AgentMem OS (MemNAI)

A local-first, persistent memory operating system for long-horizon LLM agents.

Overview

Modern LLM agents forget everything when a conversation ends. AgentMem OS solves this with a four-tier memory hierarchy that persists knowledge across sessions, compresses it intelligently, and retrieves the most relevant context at inference time — all running locally with no cloud dependencies.

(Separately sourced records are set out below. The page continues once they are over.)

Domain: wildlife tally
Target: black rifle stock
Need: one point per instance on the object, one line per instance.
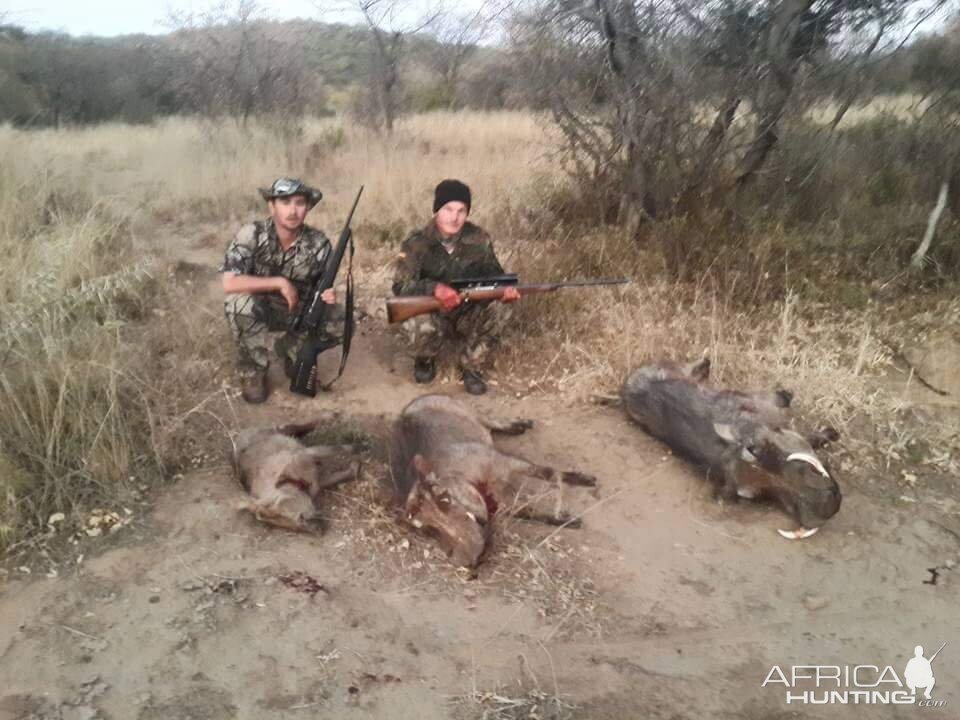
(313, 314)
(405, 307)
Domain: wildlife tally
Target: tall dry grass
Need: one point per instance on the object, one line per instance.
(85, 213)
(75, 426)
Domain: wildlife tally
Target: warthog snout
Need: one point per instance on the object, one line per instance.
(452, 483)
(284, 478)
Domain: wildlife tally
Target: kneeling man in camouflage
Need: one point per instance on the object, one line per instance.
(268, 267)
(451, 248)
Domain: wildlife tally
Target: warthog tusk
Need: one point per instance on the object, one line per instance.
(811, 460)
(798, 534)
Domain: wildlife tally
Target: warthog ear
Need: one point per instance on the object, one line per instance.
(699, 370)
(784, 398)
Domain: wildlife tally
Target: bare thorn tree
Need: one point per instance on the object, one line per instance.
(391, 23)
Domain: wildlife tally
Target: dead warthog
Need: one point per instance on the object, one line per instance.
(282, 476)
(742, 439)
(452, 482)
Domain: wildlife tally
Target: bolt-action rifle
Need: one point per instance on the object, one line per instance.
(474, 290)
(313, 313)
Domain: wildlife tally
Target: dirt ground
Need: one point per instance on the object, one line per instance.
(666, 604)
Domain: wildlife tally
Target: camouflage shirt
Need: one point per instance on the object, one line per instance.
(256, 251)
(423, 261)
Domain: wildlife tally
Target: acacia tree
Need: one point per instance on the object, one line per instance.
(234, 66)
(458, 37)
(660, 101)
(390, 26)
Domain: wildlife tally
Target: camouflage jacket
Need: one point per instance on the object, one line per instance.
(423, 261)
(256, 251)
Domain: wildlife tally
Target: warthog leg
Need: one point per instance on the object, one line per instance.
(517, 426)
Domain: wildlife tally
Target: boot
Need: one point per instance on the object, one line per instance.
(473, 383)
(424, 370)
(254, 387)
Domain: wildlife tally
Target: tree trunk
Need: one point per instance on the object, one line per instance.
(777, 85)
(921, 254)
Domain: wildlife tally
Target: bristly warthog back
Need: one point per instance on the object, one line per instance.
(743, 440)
(452, 482)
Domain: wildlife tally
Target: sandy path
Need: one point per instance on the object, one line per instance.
(680, 606)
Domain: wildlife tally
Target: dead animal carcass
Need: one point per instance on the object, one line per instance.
(742, 439)
(282, 476)
(452, 482)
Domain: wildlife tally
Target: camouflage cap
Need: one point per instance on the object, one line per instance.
(287, 187)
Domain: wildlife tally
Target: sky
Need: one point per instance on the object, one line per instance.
(107, 18)
(121, 17)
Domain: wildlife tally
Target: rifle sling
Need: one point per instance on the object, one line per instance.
(348, 323)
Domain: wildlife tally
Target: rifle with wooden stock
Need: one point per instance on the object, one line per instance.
(481, 290)
(313, 313)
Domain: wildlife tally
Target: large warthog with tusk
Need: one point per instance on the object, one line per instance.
(742, 439)
(283, 477)
(451, 482)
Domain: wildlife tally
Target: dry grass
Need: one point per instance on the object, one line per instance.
(87, 215)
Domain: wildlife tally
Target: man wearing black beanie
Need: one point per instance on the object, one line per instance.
(451, 248)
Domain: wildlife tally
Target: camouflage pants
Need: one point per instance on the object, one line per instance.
(253, 317)
(476, 328)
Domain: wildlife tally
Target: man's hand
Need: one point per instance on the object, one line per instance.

The system ships four novel ML algorithms as its core contributions, each targeting a different failure mode of naive long-context approaches (truncation, full-history replay, and flat retrieval).

Architecture

┌─────────────────────────────────────────────────────────────┐
│                        LLM Agent                            │
│               (Claude / Ollama / any LiteLLM model)         │
└──────────────────────┬──────────────────────────────────────┘
                       │  query
                       ▼
┌─────────────────────────────────────────────────────────────┐
│                  Context Assembler                          │
│          (MMR retrieval across all 4 tiers)                 │
└────┬────────────┬───────────────┬──────────────┬────────────┘
     │            │               │              │
     ▼            ▼               ▼              ▼
┌─────────┐  ┌─────────┐  ┌───────────┐  ┌──────────────┐
│  Redis  │  │ SQLite  │  │ ChromaDB  │  │  Procedural  │
│ Tier 1  │  │ Tier 2  │  │  Tier 3   │  │   Tier 4     │
│Hot Cache│  │Episodic │  │ Semantic  │  │   Patterns   │
│ <100ms  │  │ History │  │ Retrieval │  │   Library    │
└─────────┘  └─────────┘  └───────────┘  └──────────────┘

Memory Tiers

Tier	Backend	Role	Latency
1 — Working Memory	Redis	Recent turns, immediate context	< 5 ms
2 — Episodic Memory	SQLite	Full session history, structured recall	< 20 ms
3 — Semantic Memory	ChromaDB	Vector similarity search across all sessions	< 50 ms
4 — Procedural Memory	SQLite + NetworkX	Recurring interaction patterns	< 30 ms

Novel ML Algorithms

1. `MemoryImportanceScorer`

Scores each conversation turn with an EMA-weighted importance signal combining entity density, semantic novelty, and recency decay. Drives selective retention — only high-signal turns survive consolidation.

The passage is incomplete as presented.